Week 12 Tree-Based Models in R

This week, we focus on tree-based models and their implementation in R. For the more advanced, a recommendable resource for tree-based modeling is Prasad, Iverson, and Liaw (2006) or Gries (2021). Very good papers dealing with many critical issues related to tree-based models are Strobl, Malley, and Tutz (2009) and Breiman (2001). The aim of this week is to show how to implement and perform basic tree-based modeling and classification using R.

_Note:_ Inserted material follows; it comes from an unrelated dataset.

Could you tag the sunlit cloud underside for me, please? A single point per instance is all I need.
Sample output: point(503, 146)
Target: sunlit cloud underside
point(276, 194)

Preparation and session set up

For this week, we need to install certain packages from an R library so that the scripts shown below are executed without errors. Before turning to the code below, please install the packages by running the code below this paragraph - it may take some time (between 1 and 5 minutes to install all of the libraries so you do not need to worry if it takes some time).

# install packages
install.packages("Boruta")
install.packages("tree")
install.packages("caret")
install.packages("cowplot")
install.packages("tidyverse")
install.packages("ggparty")
install.packages("Gmisc")
install.packages("grid")
install.packages("Hmisc")
install.packages("party")
install.packages("partykit")
install.packages("randomForest")
#install.packages("Rling")
install.packages("pdp")
install.packages("tidyr")
install.packages("RCurl")
install.packages("vip")
install.packages("flextable")
# install klippy for copy-to-clipboard button in code chunks
install.packages("remotes")
remotes::install_github("rlesur/klippy")

Now that we have installed the packages, we can activate them as shown below.

# set options
options(stringsAsFactors = F)
options(scipen = 999)
options(max.print=10000)
# load packages
library(Boruta)
library(tree)
library(caret)
library(cowplot)
library(tidyverse)
library(ggparty)
library(Gmisc)
library(grid)
library(Hmisc)
library(party)
library(partykit)
library(randomForest)
#library(Rling)
library(pdp)
library(RCurl)
library(tidyr)
library(vip)
library(flextable)
# activate klippy for copy-to-clipboard button
klippy::klippy()

NOTE

In some cases, installing the caret package can be a bit more complicated. In my case, it was necessary to execute the code chunk shown below. However, once the caret package is installed, you do not need to go through these steps again and can simply activate it by calling library(caret).

`

# install caret library
source("https://bioconductor.org/biocLite.R"); 
biocLite(); library(Biobase)
install.packages("Biobase", 
                 repos=c("http://rstudio.org/_packages", 
                         "http://cran.rstudio.com", 
                         "http://cran.rstudio.com/", dependencies=TRUE))
install.packages("dimRed", dependencies = TRUE)
install.packages('caret', dependencies = TRUE)
# activate caret library
library(caret)

`


Once you have installed R, RStudio, and have also initiated the session by executing the code shown above, you are good to go.

References

Breiman, Leo. 2001. “Statistical Modeling: The Two Cultures.” Statistical Science 16: 199–231. https://projecteuclid.org/euclid.ss/1009213726.
Gries, Stefan Th. 2021. Statistics for Linguistics Using r: A Practical Introduction. Berlin & New York: Mouton de Gruyter.
Prasad, Anantha M, Louis R Iverson, and Andy Liaw. 2006. “Newer Classification and Regression Tree Techniques: Bagging and Random Forests for Ecological Prediction.” Ecosystems 9 (2): 181–99.
Strobl, Carolin, James Malley, and Gerhard Tutz. 2009. “An Introduction to Recursive Partitioning: Rationale,application and Characteristics of Classification and Regression Trees, Bagging and Random Forests.” Psychological Methods 14 (4): 323–48. https://www.ncbi.nlm.nih.gov/pmc/articles/PMC2927982/.